Il serait intéressant de savoir quelles âmes ont vécu et quels événemens se sont déroulés derrière ces vieux murs qui semblent opposer au temps une sorte de résistance passive[1]. On peut dire sans exagération que l’esprit de l’Islam sacrifie la patrie locale à la grande patrie religieuse, abolit les frontières et déracine les hommes. Il est édifiant, sans doute, de voir au XIIIe siècle un simple marabout, comme Ibn-Toumert, séduire par sa piété des populations entières, fonder la dynastie des Almohades, et léguer à son successeur un immense empire, où la Tunisie figure bon gré mal gré. Mais ces dominations s’écroulent aussi rapidement qu’elles s’élèvent. Tout ambitieux, se croyant inspiré, se proclamera mahdi. Nous aussi, nous avons vu surgir et tomber des mahdis. Nous avons pu mesurer la croissance soudaine et la faiblesse de ces agglomérations politiques pareilles aux oueds d’Afrique qui se gonflent en quelques heures et tarissent de même. Il en reste une légende, à moins que nos armes de précision ne la crèvent avant qu’elle ait le temps de se former. Tels furent la plupart de ces empires éphémères entre lesquels oscilla la Tunisie, toujours à la recherche d’un maître, le trouvant quelquefois dans une bourgade algérienne, comme Bougie ou Tlemcen, d’autres fois forcée de prendre les ordres du Caire, de Bagdad ou de Cordoue, puis les recevant, de Madrid ou de Constantinople.

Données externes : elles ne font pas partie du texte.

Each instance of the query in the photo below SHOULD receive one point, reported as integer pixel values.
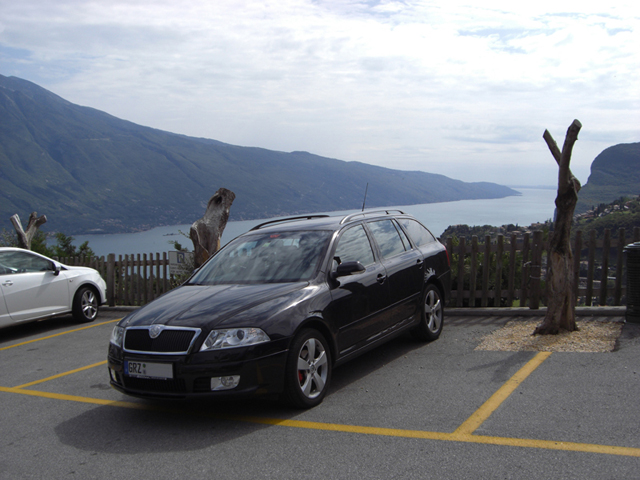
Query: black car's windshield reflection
(266, 258)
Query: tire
(308, 370)
(432, 315)
(85, 305)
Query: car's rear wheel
(308, 370)
(432, 315)
(85, 305)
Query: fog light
(225, 383)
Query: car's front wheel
(432, 315)
(308, 370)
(85, 305)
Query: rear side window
(387, 237)
(354, 246)
(419, 234)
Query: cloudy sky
(461, 88)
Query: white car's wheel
(85, 305)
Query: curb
(527, 312)
(480, 312)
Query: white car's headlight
(117, 335)
(233, 338)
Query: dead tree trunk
(206, 232)
(560, 279)
(25, 238)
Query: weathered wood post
(560, 289)
(25, 237)
(206, 232)
(111, 279)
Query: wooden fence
(498, 272)
(505, 273)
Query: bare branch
(25, 238)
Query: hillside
(91, 172)
(615, 173)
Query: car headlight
(233, 338)
(117, 335)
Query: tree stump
(560, 279)
(25, 238)
(206, 232)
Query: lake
(534, 205)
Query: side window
(419, 234)
(354, 246)
(387, 237)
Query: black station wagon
(277, 308)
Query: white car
(35, 287)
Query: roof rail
(288, 219)
(369, 212)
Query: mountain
(615, 173)
(90, 172)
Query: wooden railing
(499, 271)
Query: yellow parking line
(490, 406)
(61, 375)
(385, 432)
(59, 334)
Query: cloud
(443, 86)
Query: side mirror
(348, 268)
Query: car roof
(322, 222)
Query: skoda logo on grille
(155, 330)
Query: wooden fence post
(111, 261)
(461, 253)
(617, 297)
(536, 270)
(473, 274)
(590, 268)
(604, 278)
(486, 266)
(497, 298)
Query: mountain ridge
(91, 172)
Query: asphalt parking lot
(406, 410)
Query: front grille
(170, 341)
(154, 385)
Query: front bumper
(260, 371)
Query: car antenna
(365, 196)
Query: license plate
(148, 370)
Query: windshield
(266, 258)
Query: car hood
(208, 306)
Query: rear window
(419, 234)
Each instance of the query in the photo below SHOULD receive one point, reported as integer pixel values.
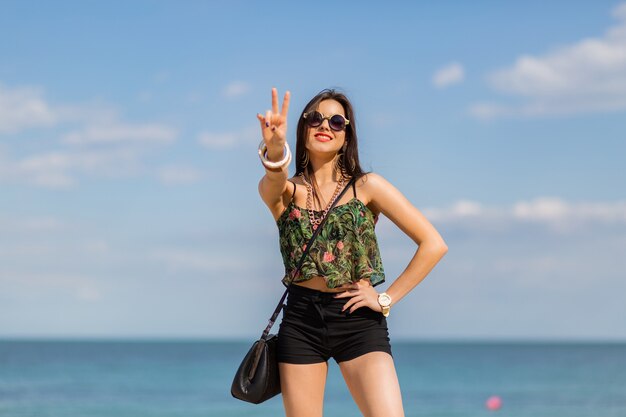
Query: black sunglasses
(336, 122)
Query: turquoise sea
(192, 378)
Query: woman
(333, 309)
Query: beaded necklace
(309, 200)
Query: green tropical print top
(345, 251)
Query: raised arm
(274, 132)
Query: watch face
(384, 300)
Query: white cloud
(116, 133)
(24, 108)
(588, 76)
(450, 74)
(556, 214)
(235, 89)
(62, 169)
(109, 147)
(179, 175)
(21, 225)
(177, 259)
(226, 140)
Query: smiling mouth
(322, 136)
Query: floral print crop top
(345, 251)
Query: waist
(316, 284)
(319, 284)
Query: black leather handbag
(257, 378)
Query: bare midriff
(319, 283)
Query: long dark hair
(348, 164)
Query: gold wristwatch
(385, 302)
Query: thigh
(302, 387)
(373, 383)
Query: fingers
(268, 118)
(285, 109)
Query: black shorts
(314, 329)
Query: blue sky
(128, 165)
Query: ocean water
(192, 378)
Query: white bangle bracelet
(270, 164)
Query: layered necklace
(315, 221)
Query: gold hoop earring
(305, 161)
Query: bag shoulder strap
(301, 261)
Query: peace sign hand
(274, 124)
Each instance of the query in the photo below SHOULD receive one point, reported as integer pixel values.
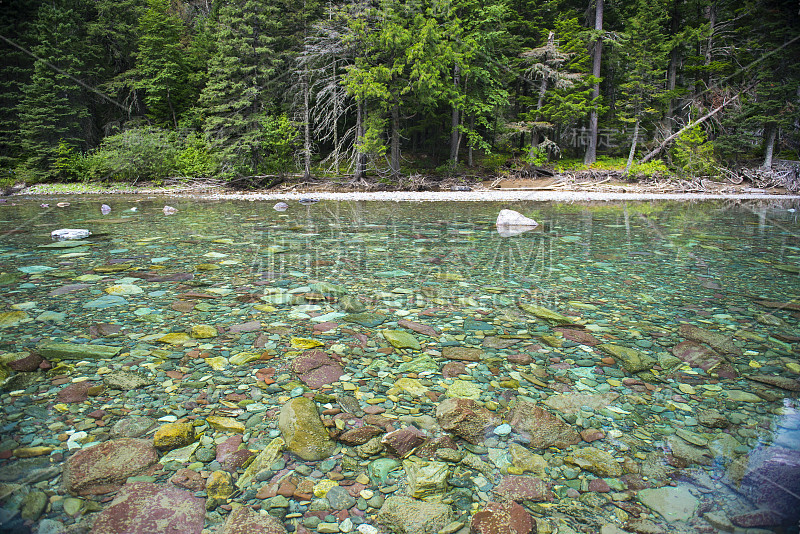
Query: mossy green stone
(401, 339)
(77, 351)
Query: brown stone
(502, 518)
(145, 507)
(523, 488)
(545, 429)
(245, 520)
(465, 418)
(105, 467)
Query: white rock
(514, 218)
(70, 233)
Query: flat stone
(632, 360)
(467, 354)
(77, 351)
(596, 461)
(316, 368)
(303, 431)
(245, 520)
(104, 467)
(405, 515)
(146, 508)
(465, 418)
(125, 380)
(571, 403)
(673, 503)
(521, 487)
(545, 430)
(502, 518)
(401, 339)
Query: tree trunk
(650, 155)
(306, 130)
(454, 120)
(633, 147)
(672, 68)
(591, 150)
(394, 162)
(469, 145)
(361, 158)
(770, 134)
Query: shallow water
(711, 410)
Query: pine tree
(55, 105)
(236, 100)
(161, 68)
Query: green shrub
(136, 154)
(692, 155)
(194, 158)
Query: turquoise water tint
(626, 367)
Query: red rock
(523, 488)
(419, 328)
(316, 368)
(245, 520)
(250, 326)
(104, 467)
(453, 369)
(75, 392)
(360, 435)
(147, 508)
(545, 429)
(188, 479)
(401, 442)
(599, 485)
(466, 418)
(502, 518)
(520, 358)
(578, 336)
(592, 434)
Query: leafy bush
(132, 155)
(692, 155)
(194, 158)
(280, 143)
(650, 169)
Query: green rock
(631, 359)
(78, 351)
(401, 339)
(548, 315)
(124, 289)
(33, 505)
(351, 304)
(328, 289)
(203, 331)
(243, 358)
(427, 480)
(419, 364)
(263, 461)
(379, 470)
(303, 431)
(596, 461)
(464, 389)
(12, 318)
(370, 320)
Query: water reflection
(657, 341)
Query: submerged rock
(303, 431)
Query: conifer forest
(148, 90)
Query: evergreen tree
(161, 68)
(235, 100)
(55, 104)
(643, 50)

Toutefois, ce qui préoccupe aujourd’hui le politique ou le colon, ce n’est pas le mouvement du drame historique, c’est le résidu que le passé laisse derrière lui. Or, le bilan de ces douze siècles est facile à établir. C’est la population réduite au cinquième de ce qu’elle était du temps des Romains. Ce sont les campagnes abandonnées ou mal cultivées. C’est la brousse épaisse et

  1. On trouvera un excellent résumé de ces événemens dans le précis de M. Loth, "professeur au lycée de Tunis, sur l’Histoire de la Tunisie ; A. Colin, éditeur.